Page:Mirbeau - Sébastien Roch, 1890.djvu/338

Cette page a été validée par deux contributeurs.

Et Marguerite, d’une voix pâmée, grave en même temps, et qui restait presque candide, soupirait :

— Oui !… oui !… c’est gentil !

Leurs caresses se mêlèrent. Gauchement, brutalement, il la posséda.

… Ce fut, d’abord, comme un étonnement, comme une crainte du réel, retrouvé après un mauvais rêve. Durant quelques secondes, il eut la méfiance de ce ciel lacté, au-dessus de lui, et des blancs troncs des trembles s’enfonçant, pareils à des fantômes, dans la claire nuit de l’allée. Puis il se sentit brisé, et triste affreusement. Marguerite était près de lui, sur lui, les deux bras autour de son cou, et qui disait d’une voix douce, d’une voix lasse, d’une voix heureuse :

— Sébastien !… Mon gentil petit Sébastien !

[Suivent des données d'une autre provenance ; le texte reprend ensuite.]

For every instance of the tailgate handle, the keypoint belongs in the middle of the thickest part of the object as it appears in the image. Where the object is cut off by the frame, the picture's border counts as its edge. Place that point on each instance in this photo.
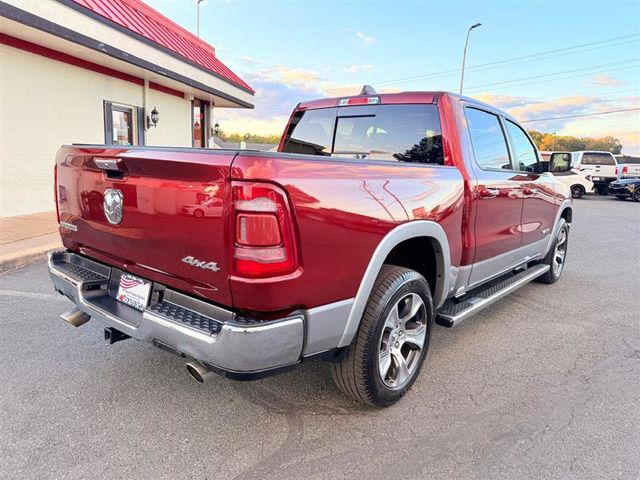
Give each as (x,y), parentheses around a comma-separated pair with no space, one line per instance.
(112,167)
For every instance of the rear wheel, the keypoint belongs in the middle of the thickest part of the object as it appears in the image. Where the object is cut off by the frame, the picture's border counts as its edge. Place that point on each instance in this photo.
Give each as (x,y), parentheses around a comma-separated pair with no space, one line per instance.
(557,255)
(577,191)
(390,346)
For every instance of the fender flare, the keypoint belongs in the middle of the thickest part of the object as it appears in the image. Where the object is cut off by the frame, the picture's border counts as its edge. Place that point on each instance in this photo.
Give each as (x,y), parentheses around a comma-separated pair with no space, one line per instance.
(567,204)
(406,231)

Il n’éprouvait plus de colère, plus de dégoût, plus rien que de la détresse. Les folies qui venaient de lui montrer, par de si horribles lueurs, les fonds immondes de son âme, s’étaient en allées. Cependant, il fut presque surpris que ce fût Marguerite qui fût là, et qui parlât. Sa pensée était ailleurs, était loin. Elle était là-bas !… Elle était dans l’embrasure de la fenêtre du dortoir ; elle était sur les grèves, dans les bois de pins, charmée d’une voix qui se confondait avec celles de la mer et du vent ; elle était dans la chambre où voletait, capricieux et léger, le tison rouge de la cigarette, et elle la regrettait. La regrettait-il ?… Il s’y complaisait et ne la maudissait plus. Et de ne plus la maudire en cette minute, n’était-ce pas la regretter ? Il dénoua doucement les bras de Marguerite, et doucement, avec des gestes fragiles, il se dégagea de son embrassement.